I want to run Caddy as an HTTPS reverse proxy for a site “hidden” behind a Wireguard VPN. The goal is that unless a client has successfully established a tunnel with the server and belongs to its private network, browsing https://hidden.example.com won’t work.
To do that I’m running Wireguard on the server, which has a fixed IP in the private 10.0.0.0/8 range. Caddy is bound to that IP and uses a self-signed certificate, because LetsEncrypt is understandably not able to issue a cert for a private IP.
To finish off, on the DNS side I’ve created an A record for hidden.example.com whose value has been set to 10.0.0.1.
While this works well enough on Firefox despite the security warning, on Chrome it doesn’t. Chrome simply refuses to proceed anyway to the site, and complains about the server using HSTS (which I know isn’t true).
I was wondering if there’s a less awkward way to serve HTTPS sites from a server on a private IP that I might be missing, hopefully without the security warnings.
2. Error messages and/or full log output:
No errors
3. Caddy version:
4. How I installed and ran Caddy:
Caddy’s official APT repository.
a. System environment:
Debian 12.
b. Command:
The default systemd unit that automatically picks up /etc/caddy/Caddyfile config.
Certificates are usually bound to domain names, not IP addresses. You can still use Let’s Encrypt with Caddy behind NAT or even on a private network. If Caddy is on an isolated network you can request and renew certificates on another host and transfer the certs to Caddy. You’d need to configure Caddy to load the external certificates instead of managing them internally. tls (Caddyfile directive) — Caddy Documentation
Just serve HTTP since all possible users are known and used the encrypted wireguard tunnels. The self-signed certificate isn’t really bringing any added security in that scenario.
Also, don’t set the HSTS header as it instructs the browsers that this site should be viewed over HTTPS only, and prevent downgrading to plain HTTP.
I know. I have a real domain, the twist is that its DNS entry points to a private IP instead of a public one.
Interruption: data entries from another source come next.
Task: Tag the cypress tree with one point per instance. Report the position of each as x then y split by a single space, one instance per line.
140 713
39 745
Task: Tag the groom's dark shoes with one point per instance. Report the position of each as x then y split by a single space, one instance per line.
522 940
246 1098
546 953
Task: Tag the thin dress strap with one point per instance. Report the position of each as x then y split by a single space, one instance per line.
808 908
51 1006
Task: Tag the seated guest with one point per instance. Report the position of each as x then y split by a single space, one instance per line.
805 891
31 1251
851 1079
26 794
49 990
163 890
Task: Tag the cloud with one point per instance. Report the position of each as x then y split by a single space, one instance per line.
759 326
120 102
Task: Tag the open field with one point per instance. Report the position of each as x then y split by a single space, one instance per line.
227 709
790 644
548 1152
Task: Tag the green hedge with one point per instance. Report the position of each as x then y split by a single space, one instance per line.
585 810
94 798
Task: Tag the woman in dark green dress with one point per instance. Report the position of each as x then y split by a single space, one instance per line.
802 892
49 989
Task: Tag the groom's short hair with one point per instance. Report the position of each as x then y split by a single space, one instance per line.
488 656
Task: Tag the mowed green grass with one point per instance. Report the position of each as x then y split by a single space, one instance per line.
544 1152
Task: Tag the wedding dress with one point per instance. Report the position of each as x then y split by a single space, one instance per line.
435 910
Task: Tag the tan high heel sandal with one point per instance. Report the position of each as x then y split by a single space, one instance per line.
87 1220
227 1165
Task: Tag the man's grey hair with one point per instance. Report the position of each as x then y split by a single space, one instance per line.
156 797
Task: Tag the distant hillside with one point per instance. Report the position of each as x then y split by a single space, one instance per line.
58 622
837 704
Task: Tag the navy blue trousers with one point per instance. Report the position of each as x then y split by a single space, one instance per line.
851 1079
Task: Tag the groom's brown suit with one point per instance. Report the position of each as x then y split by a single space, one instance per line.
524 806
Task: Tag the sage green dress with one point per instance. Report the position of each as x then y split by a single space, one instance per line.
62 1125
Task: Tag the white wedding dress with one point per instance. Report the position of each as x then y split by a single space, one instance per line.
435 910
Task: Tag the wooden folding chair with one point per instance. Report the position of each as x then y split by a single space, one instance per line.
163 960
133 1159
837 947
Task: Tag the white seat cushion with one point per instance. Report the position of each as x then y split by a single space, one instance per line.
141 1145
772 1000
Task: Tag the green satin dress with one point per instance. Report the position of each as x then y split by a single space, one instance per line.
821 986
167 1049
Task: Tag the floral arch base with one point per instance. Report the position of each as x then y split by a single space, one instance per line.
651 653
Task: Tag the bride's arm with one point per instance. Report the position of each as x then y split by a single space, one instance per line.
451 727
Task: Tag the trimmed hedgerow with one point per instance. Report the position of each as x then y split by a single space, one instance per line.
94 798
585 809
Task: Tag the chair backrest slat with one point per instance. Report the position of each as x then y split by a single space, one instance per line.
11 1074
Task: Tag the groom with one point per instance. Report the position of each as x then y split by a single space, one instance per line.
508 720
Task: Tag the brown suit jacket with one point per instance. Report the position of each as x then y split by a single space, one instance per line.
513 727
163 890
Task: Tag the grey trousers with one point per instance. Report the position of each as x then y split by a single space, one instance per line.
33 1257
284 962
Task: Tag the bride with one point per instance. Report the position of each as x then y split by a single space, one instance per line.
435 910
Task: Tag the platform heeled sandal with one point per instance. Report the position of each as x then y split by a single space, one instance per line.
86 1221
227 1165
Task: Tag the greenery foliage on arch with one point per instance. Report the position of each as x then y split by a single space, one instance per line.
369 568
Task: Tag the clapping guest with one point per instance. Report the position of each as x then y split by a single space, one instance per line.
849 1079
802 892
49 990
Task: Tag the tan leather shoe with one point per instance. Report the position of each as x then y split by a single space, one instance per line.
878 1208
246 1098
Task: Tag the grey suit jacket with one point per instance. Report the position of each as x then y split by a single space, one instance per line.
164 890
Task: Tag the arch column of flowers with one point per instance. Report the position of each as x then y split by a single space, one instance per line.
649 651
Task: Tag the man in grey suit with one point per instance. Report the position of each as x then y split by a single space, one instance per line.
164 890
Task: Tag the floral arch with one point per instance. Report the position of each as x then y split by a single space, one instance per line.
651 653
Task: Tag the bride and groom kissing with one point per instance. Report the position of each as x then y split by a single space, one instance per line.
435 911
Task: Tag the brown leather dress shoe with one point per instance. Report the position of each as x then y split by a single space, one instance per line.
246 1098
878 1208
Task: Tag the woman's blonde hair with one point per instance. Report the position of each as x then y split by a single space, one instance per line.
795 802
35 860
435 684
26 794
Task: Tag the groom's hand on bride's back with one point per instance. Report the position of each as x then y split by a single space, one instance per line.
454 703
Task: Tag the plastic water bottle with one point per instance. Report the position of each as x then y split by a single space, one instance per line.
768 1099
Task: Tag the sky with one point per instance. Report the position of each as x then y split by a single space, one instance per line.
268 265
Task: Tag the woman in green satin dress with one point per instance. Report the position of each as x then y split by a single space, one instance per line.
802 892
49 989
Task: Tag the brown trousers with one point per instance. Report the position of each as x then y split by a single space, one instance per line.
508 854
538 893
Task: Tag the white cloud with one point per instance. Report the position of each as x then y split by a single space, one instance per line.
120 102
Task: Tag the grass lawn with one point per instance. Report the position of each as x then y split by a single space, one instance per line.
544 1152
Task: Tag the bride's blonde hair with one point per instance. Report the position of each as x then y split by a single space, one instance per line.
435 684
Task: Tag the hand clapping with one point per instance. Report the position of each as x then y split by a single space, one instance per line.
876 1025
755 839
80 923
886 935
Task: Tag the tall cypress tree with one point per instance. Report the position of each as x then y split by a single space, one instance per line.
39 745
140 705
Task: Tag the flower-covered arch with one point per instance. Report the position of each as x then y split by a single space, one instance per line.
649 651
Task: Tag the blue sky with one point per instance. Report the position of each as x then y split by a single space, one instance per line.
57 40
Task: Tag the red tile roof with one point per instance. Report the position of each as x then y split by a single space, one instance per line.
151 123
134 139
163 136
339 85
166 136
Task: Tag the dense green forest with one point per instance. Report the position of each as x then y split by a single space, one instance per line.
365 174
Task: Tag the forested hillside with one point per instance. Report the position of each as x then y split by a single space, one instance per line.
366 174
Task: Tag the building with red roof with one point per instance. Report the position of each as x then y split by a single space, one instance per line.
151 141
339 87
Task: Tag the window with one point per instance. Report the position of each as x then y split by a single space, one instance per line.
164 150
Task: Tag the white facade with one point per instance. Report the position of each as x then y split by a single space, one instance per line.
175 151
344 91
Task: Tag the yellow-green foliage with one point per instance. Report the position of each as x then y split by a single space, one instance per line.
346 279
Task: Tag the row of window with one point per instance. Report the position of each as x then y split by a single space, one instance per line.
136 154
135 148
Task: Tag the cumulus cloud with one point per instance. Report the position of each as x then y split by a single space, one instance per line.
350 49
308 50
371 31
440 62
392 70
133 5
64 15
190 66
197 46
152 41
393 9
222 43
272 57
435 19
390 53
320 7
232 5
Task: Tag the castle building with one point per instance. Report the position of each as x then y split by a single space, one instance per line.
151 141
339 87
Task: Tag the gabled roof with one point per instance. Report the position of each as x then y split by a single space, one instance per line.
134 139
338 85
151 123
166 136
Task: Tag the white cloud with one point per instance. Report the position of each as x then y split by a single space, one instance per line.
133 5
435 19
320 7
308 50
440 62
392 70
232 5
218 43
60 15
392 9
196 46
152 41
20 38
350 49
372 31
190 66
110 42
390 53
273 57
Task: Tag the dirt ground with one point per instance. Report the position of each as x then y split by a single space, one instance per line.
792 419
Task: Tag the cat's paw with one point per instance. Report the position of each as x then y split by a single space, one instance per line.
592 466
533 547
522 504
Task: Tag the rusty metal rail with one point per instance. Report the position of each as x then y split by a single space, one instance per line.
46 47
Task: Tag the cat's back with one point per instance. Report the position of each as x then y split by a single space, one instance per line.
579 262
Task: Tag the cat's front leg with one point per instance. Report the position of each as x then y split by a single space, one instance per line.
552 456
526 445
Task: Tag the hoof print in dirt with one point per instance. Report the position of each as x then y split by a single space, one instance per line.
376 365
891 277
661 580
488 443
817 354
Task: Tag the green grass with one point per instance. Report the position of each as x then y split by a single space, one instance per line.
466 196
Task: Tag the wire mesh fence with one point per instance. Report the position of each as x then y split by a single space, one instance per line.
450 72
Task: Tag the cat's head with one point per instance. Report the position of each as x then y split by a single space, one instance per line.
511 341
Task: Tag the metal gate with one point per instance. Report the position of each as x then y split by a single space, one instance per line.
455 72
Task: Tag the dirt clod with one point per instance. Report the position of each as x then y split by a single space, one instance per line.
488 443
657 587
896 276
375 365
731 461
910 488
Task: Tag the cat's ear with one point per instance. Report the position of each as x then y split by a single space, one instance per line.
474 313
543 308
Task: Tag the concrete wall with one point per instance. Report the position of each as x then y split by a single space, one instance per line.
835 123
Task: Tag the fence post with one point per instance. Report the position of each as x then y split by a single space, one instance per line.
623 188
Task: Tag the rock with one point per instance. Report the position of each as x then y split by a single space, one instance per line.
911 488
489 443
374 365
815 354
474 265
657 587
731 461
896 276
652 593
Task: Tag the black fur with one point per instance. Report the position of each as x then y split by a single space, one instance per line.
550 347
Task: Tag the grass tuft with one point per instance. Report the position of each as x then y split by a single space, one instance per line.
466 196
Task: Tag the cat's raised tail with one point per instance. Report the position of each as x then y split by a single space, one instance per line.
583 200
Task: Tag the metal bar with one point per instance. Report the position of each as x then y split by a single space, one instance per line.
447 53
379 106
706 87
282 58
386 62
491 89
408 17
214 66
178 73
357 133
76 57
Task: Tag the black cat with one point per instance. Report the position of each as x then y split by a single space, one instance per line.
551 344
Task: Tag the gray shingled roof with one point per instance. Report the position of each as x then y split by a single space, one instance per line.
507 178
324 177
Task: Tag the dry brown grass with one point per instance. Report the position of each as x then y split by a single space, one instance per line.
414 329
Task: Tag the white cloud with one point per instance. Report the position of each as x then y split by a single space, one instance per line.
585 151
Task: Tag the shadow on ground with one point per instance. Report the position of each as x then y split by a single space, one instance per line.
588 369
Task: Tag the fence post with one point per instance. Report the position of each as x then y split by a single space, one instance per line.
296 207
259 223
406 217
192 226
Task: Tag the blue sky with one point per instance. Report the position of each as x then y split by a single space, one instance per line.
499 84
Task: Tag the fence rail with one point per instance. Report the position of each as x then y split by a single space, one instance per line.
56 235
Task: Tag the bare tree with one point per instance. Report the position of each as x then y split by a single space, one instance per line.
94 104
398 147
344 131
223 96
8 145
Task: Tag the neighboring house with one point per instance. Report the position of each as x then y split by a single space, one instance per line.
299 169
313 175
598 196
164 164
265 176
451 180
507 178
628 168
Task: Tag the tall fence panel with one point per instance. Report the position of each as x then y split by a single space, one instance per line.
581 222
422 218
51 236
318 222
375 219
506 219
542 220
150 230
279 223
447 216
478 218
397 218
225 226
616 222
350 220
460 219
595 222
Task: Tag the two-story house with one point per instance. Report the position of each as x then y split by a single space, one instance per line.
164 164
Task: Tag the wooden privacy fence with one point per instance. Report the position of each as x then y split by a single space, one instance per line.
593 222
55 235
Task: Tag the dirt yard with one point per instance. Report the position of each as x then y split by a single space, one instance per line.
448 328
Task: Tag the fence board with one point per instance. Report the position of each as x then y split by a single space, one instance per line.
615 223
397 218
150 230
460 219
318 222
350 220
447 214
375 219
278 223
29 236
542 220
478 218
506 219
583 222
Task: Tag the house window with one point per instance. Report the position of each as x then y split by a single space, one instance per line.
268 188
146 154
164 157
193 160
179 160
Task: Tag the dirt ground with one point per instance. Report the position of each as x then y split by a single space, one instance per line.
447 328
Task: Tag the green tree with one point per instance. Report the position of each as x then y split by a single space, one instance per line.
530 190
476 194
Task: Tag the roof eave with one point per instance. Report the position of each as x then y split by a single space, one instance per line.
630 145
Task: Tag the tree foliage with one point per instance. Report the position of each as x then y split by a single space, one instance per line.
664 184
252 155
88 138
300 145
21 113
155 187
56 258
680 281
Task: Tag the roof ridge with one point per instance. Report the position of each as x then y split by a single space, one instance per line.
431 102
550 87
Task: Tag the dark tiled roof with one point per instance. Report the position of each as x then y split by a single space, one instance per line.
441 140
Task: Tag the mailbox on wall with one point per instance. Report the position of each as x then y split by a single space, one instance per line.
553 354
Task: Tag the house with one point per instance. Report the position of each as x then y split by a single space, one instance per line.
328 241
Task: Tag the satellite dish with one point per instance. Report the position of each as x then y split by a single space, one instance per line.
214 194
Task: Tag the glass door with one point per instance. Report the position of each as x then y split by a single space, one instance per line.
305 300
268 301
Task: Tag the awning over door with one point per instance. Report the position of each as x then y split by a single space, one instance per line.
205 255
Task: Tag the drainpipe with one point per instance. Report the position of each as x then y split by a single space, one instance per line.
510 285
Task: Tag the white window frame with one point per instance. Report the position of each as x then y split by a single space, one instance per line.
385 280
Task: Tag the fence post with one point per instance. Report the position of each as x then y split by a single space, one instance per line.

That’s why I think there’s no way for the LetsEncrypt service to issue a valid certificate for that combination of domain and IP address.
This was the first thing I tried, but I found out that the web app I’m reverse proxying uses some browser features that are only allowed when the site is served over HTTPS, so TLS is a hard requirement for me despite Wireguard already encrypting the connection.
Also I’m not doing anything HSTS related (see configuration block), I was just calling BS on Chrome:
Thanks for the pointers, I didn’t know it would be possible to sign such a certificate.
I was able to get a properly signed certificate using Caddy’s built-in DNS challenge, though this required a custom Caddy binary with a DNS Challenge provider (depends on how you edit your DNS records, in my case I was lucky because I do it in CloudFlare and Caddy supports that).